### Problem 1 (20 Points): Concept Learning

Consider the following set of training examples (taken from Dean, Allen, and Aloimonos' book) to train a robot janitor to predict whether or not an office contains a recycling bin.

 STATUS FLOOR DEPT. OFFICE SIZE RECYCLING BIN? 1. faculty four cs medium yes 2. faculty four ee medium yes 3. student four cs small no 4. faculty five cs medium yes

Assume that each of the attributes assumes just the values that appear on the table.

1. What is the size of the set of instances for this example?
2. What is the size of the hypothesis space?
3. Give a sequence of S and G boundary sets computed by the CANDIDATE-ELIMINATION algorithm if it is given the sequence of examples above in the order in which they appear on the table.
4. Suggest an ordering of the examples that would minimize the sizes of the intermediate S and G sets. Explain your answer.
5. Suggest a query guaranteed to reduce the size of the Version Space regardless of how the trainer classifies it.
6. (Extra Credit) Complete the proof of Theorem 2.1. from the textbook. That is, prove that every hypothesis that is consistent with the training data lies between the most specific and the most general boundaries S and G in the partially ordered hypothesis space.

### Problem 2 (20 Points): Decision Trees

The following table containing Student Exam Performance Data is taken from section 7.4 of A. Cawsey, "The Essence of Artificial Intelligence", Prentice Hall Europe, 1998.

 No. Student First last year? Male? Works hard? Drinks? First this year? 1 Richard yes yes no yes yes 2 Alan yes yes yes no yes 3 Alison no no yes no yes 4 Jeff no yes no yes no 5 Gail yes no yes yes yes 6 Simon no yes yes yes no

1. What is the entropy of this collection of training examples with respect to the target function classification?
2. Construct a minimal decision tree for this dataset. Show your work.
3. Use your decision tree from the previous part to classify the following instances:
 No. Student First last year? Male? Works hard? Drinks? First this year? 7 Matthew no yes no yes ?? 8 Mary no no yes yes ??
4. Suppose that the trainer tells you that your classifications of the instances are incorrect (i.e. the right classification of each of the instances is "yes" if you said "no", and "no" if you said "yes"). Discuss a way to post-processig your tree (without constructing it from scratch again) so that the resulting decision tree better represent the training data together with the two test instances.
5. (Extra Credit) Suppose that we are trying to learn a concept C and that A is one of the predicting attributes. Let n be the number of values that C can assume and k the number of values that A can assume. (For instance, if C=PlayTennis and A is Outlook, then n = 2 (yes,no) and k=3 (sunny, overcast, rainy).) What is the interval of real numbers in which the value of the entropy of A with respect to S lies? In other words, find real numbers a and b such that a <= entropy(A) <= b.
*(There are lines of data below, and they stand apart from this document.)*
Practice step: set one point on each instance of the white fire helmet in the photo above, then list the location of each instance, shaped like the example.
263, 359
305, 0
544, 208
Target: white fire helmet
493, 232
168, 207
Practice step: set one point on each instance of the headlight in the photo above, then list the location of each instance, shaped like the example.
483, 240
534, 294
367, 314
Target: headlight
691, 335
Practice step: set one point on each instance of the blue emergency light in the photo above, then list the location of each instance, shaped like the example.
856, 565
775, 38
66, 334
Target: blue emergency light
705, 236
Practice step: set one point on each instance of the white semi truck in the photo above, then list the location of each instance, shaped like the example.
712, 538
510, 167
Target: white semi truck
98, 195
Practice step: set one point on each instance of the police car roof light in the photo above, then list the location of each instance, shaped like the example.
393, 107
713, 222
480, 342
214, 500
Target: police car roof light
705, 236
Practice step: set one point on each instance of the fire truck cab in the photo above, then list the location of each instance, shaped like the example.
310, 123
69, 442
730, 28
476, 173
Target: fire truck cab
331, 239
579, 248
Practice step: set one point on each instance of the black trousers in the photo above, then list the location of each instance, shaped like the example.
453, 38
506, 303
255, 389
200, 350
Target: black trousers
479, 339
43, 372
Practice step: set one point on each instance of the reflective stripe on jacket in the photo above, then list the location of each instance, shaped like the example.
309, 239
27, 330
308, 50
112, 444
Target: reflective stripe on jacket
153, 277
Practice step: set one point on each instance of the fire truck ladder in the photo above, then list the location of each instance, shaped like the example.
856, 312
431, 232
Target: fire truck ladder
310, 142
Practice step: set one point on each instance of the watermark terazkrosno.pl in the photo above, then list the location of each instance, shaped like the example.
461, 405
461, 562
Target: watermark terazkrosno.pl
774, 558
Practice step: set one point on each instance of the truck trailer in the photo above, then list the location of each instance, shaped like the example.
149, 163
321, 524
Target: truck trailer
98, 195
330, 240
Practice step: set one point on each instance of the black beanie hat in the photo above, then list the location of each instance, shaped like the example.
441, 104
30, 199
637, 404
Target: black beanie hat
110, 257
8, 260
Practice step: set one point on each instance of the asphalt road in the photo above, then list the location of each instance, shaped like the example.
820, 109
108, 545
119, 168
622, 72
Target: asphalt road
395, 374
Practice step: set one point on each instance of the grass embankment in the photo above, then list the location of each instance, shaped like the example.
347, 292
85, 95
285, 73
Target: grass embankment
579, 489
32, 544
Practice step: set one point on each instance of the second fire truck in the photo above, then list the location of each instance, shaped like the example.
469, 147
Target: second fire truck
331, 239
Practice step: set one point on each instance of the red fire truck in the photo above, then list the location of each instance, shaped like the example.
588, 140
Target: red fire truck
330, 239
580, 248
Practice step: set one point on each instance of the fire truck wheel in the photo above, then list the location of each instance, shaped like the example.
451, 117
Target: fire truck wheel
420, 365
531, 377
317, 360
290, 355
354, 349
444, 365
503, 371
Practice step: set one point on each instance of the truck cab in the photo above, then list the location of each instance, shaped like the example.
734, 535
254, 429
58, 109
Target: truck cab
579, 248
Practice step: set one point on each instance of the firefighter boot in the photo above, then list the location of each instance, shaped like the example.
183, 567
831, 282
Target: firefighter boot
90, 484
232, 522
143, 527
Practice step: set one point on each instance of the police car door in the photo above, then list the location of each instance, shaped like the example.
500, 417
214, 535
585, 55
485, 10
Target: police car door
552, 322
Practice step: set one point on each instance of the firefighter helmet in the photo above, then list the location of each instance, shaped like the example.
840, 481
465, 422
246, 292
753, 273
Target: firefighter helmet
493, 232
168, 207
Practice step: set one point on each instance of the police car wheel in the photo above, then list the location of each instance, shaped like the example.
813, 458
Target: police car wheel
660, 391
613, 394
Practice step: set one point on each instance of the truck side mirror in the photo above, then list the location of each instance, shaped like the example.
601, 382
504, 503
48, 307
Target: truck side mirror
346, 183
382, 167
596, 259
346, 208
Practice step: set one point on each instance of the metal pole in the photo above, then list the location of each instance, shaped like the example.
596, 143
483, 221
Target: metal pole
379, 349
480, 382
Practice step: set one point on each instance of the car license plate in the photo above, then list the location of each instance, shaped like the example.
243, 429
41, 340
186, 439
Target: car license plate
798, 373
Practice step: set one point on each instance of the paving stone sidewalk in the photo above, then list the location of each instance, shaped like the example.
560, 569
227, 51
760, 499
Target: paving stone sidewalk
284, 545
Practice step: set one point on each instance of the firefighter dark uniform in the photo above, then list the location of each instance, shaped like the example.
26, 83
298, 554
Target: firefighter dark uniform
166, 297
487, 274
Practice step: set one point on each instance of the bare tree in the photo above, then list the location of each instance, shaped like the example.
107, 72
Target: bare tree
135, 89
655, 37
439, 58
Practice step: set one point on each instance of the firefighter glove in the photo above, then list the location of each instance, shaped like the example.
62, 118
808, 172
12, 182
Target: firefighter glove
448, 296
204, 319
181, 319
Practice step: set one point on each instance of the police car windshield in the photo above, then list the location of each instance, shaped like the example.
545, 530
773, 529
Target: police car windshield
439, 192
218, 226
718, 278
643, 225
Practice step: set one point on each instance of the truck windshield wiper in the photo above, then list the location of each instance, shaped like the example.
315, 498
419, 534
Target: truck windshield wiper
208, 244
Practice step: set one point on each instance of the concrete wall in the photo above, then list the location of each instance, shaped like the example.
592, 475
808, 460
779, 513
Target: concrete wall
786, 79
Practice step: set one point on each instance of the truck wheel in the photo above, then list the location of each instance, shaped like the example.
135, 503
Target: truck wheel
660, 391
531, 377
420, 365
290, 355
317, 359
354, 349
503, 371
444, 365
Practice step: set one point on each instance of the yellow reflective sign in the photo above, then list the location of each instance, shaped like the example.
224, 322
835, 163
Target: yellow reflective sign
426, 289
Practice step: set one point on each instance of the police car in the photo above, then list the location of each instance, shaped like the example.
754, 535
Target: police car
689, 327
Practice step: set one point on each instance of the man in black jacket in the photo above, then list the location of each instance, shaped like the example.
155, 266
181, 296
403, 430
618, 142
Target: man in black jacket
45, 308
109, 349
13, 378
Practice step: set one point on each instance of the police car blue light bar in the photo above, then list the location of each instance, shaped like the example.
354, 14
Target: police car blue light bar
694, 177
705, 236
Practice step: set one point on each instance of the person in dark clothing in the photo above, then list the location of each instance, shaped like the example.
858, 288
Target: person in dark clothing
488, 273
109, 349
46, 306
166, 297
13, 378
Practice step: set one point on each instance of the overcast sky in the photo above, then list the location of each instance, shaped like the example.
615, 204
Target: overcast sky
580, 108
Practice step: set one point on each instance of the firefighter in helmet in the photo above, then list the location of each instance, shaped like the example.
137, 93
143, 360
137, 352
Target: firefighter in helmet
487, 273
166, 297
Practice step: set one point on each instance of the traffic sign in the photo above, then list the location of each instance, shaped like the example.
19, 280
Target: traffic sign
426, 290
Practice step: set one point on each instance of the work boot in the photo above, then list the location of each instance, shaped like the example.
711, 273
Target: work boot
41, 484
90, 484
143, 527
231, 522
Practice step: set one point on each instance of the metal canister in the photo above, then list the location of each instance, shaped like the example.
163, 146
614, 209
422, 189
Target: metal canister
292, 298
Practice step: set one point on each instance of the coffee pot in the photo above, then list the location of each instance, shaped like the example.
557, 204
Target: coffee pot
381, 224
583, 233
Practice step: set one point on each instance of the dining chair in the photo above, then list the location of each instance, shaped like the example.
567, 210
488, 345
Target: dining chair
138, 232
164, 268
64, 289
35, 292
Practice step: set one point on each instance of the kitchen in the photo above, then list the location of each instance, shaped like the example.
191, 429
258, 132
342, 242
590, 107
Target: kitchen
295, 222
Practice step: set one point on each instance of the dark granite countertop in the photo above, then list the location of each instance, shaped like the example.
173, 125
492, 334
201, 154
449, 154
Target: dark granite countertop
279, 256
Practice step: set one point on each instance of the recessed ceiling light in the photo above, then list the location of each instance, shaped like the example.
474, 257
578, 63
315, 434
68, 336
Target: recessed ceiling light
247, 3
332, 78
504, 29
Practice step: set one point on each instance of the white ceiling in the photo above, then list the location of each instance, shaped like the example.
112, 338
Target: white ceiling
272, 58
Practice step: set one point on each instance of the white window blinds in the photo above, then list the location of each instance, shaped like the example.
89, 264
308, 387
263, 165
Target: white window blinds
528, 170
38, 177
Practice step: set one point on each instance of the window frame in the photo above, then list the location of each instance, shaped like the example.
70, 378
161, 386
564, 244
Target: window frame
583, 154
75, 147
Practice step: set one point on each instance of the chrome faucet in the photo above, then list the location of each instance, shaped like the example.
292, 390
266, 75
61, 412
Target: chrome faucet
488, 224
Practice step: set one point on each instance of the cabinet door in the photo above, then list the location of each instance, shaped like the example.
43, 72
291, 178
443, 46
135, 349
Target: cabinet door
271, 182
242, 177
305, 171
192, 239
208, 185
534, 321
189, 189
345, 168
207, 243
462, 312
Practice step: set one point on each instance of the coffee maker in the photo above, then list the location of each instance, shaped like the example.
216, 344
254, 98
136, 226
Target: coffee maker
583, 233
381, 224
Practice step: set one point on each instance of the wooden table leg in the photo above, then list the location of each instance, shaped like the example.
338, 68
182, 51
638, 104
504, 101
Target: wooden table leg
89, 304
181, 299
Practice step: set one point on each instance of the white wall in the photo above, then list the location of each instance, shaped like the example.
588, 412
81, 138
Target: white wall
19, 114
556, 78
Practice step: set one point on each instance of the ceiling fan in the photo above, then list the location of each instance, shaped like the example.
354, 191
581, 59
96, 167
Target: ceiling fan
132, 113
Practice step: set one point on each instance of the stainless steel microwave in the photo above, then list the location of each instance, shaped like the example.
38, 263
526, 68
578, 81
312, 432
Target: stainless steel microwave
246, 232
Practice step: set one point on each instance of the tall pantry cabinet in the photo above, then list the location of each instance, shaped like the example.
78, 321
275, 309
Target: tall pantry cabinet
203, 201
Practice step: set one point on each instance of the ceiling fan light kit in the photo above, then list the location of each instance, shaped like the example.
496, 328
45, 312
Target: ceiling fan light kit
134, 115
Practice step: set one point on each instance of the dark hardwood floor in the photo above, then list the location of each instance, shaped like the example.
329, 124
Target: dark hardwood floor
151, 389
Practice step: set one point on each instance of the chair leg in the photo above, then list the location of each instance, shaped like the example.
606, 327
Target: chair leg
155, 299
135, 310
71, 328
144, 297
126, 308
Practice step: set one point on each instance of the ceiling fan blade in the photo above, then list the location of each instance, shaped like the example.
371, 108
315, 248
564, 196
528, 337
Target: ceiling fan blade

### Problem 3 (15 Points): Neural Networks

Consider the following Boolean function

 A B ~A v B 1 1 1 1 0 0 0 1 1 0 0 1

1. Can this function be represented by a perceptron? Explain your answer.
2. If yes, construct a perceptron that represents the function. Otherwise construct a multilayer neural network that represents it.
3. Explain informally why the delta training rule in Equation (4.10) is only an approximation to the true gradient descent rule of Equation (4.7).

### Problem 4 (15 Points): Evaluating Hypotheses

Suppose that hypothesis h commits r=10 errors over a sample of n=65 independently drawn examples.
1. What is the standard deviation in ERRORs(h)?
2. What is the 90% confidence interval (two-sided) for the true error rate?
3. What is the 95% one-sided interval?
4. What is the 90% one-sided interval?

### Problem 5 (15 Points): Bayesian Learning

For the janitor example of Problem 1,
1. Construct a Bayesian network that represents all attributes in the janitor example, assuming that the predicting attributes are pairwise independent. Provide the probability table for each of the predicting attributes.
2. Show how a naive Bayesian classifier would classify the following instance:

 STATUS FLOOR DEPT. OFFICE SIZE RECYCLING BIN? student four cs small ??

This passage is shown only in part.